Co robić? Nikt go nie uczył, jak zachowywać się w takich sytuacjach. Miał dość spore zapasy, wobec tego szanse, że przetrzyma cały ten rozgardiasz w domu, są całkiem realne. No bo co innego miałby robić? Wyjść na ulicę i narażając własne życie, ratować innych? Wątpił, żeby oni tak postąpili względem niego. Wygląda na to, że spędzi tu dość dużo czasu. „Cholera, odmalowałbym ściany, ale farb nie mam” – pomyślał ironicznie.

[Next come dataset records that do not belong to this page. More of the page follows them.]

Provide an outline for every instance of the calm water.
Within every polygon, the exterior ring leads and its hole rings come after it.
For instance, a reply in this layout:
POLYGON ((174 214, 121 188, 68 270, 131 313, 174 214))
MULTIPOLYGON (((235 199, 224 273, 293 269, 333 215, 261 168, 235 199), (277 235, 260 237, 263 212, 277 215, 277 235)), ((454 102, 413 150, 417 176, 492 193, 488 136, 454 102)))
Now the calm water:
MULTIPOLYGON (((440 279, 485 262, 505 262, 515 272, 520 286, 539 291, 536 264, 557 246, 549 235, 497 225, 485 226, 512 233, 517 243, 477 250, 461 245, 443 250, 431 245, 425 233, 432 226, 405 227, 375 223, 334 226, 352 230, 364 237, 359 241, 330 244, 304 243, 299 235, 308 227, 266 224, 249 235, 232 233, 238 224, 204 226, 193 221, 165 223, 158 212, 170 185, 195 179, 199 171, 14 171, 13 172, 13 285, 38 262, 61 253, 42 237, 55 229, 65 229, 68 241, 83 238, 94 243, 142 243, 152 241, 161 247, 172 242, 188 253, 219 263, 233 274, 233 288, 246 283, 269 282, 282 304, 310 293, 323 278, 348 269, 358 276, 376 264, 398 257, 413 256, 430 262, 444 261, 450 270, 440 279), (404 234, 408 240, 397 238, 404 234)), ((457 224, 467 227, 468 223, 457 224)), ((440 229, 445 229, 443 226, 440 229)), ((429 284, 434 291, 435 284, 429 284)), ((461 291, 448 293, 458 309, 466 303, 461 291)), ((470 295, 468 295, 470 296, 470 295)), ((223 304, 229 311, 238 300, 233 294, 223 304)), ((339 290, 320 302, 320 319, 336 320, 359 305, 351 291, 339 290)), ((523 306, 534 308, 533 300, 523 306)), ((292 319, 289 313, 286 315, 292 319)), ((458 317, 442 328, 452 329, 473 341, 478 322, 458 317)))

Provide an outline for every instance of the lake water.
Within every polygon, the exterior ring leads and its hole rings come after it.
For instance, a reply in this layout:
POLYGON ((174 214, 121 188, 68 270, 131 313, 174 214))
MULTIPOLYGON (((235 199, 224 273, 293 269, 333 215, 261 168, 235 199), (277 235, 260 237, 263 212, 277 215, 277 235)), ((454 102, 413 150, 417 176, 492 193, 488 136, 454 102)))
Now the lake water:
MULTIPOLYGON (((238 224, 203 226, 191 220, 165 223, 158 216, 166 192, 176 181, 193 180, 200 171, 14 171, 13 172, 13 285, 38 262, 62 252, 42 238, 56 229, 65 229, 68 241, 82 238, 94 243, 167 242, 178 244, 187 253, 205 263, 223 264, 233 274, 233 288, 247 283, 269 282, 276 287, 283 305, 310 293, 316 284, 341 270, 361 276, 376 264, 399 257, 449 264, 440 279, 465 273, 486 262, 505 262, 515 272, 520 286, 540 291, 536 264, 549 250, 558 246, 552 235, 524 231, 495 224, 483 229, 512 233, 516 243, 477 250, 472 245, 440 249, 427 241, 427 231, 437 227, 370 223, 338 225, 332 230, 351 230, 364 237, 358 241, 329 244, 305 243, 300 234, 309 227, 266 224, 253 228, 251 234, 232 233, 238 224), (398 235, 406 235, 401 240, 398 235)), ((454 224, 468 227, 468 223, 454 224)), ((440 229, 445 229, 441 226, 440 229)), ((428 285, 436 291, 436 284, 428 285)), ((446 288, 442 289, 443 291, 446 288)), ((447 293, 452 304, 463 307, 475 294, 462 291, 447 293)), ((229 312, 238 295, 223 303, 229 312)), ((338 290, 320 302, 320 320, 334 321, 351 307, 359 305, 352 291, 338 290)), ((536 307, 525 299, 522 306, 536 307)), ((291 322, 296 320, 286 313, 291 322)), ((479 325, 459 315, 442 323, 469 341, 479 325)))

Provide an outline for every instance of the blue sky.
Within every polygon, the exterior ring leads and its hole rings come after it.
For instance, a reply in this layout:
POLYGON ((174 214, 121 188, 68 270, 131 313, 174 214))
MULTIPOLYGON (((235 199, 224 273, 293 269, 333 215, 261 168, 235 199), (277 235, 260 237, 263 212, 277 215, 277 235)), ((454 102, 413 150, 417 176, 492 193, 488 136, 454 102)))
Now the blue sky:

Nagle usłyszał ryk silnika. Wybiegł z salonu i popędził prosto do kuchni, ledwo zatrzymując się przed oknem. Serce waliło mu jak oszalałe. Otworzył je na oścież i wystawił głowę. Nie obchodziło go, czy jakiś zombie go zobaczy, czy nie. Lub czy jakiś ożywiony trup alpinisty rzuci się na niego z góry. Miał jedną szansę na milion i zamierzał ją wykorzystać.

Ulicą sunęła policyjna furgonetka. Tomka od razu uderzyły dwie rzeczy. Po pierwsze, furgonetka była tylko jedna. Zawsze myślał, że jak się jedzie z odsieczą, to wsparcie powinno być nieco bardziej konkretne. Nie to, żeby nie wierzył w możliwości zamkniętych z tyłu samochodu policjantów, ale… swoje już widział. Po drugie, nie dostrzegł żadnego zombie. Nie licząc niewielkiej ilości ciał gnijących sobie wesoło na asfalcie, ulica była pusta. Co z resztą? Padła z głodu, uciekła? Może wszystkich pozamienianych wybili. Tak czy inaczej, nie zamierzał tracić czasu na bezsensowne rozważania.

– Hej! Tutaj! – krzyknął w kierunku furgonetki, machając rękami.

Samochód sunął dalej, jakby nigdy nic. Tomek wiedział, że musi jakoś zwrócić uwagę policjantów. Jeżeli tego nie zrobi, odjadą, a on zostanie sam. Zrobił pierwszą rzecz, jaka mu przyszła do głowy – nie było czasu na zbędne myślenie, trzeba było działać. Wziął najbliższy przedmiot i cisnął nim w dach samochodu. Trafił idealnie. Dopiero po wypuszczeniu go z ręki uświadomił sobie, że wyrzucił swój ulubiony kubek. W sumie szkoda, ale cóż zrobić. Jeżeli zginie, i tak nie będzie z niego korzystał. Poświęcenie jednak było warte swej ceny – zobaczył bowiem, że samochód się zatrzymuje. Błyskawicznie otworzyły się drzwi, a z wnętrza pojazdu wysypało się na ulicę kilkunastu sklonowanych policjantów z prewencji. Na głowach mieli hełmy balistyczne, w rękach połyskujące giwery. Paru wyskoczyło z krótkimi pistoletami maszynowymi typu Glauberyt, paru trzymało ciężkie strzelby samopowtarzalne Mossberg. Wszyscy sprawnie ustawili się wokół furgonetki; każdy zabezpieczał inny odcinek ulicy. Dwóch identycznie wyglądających funkcjonariuszy podbiegło do radiowozu. No tak, pomyślał chłopak. Nie przyjechali po niego, chcieli tylko zobaczyć, co się stało z porzuconymi kolegami. Tym bardziej musi działać.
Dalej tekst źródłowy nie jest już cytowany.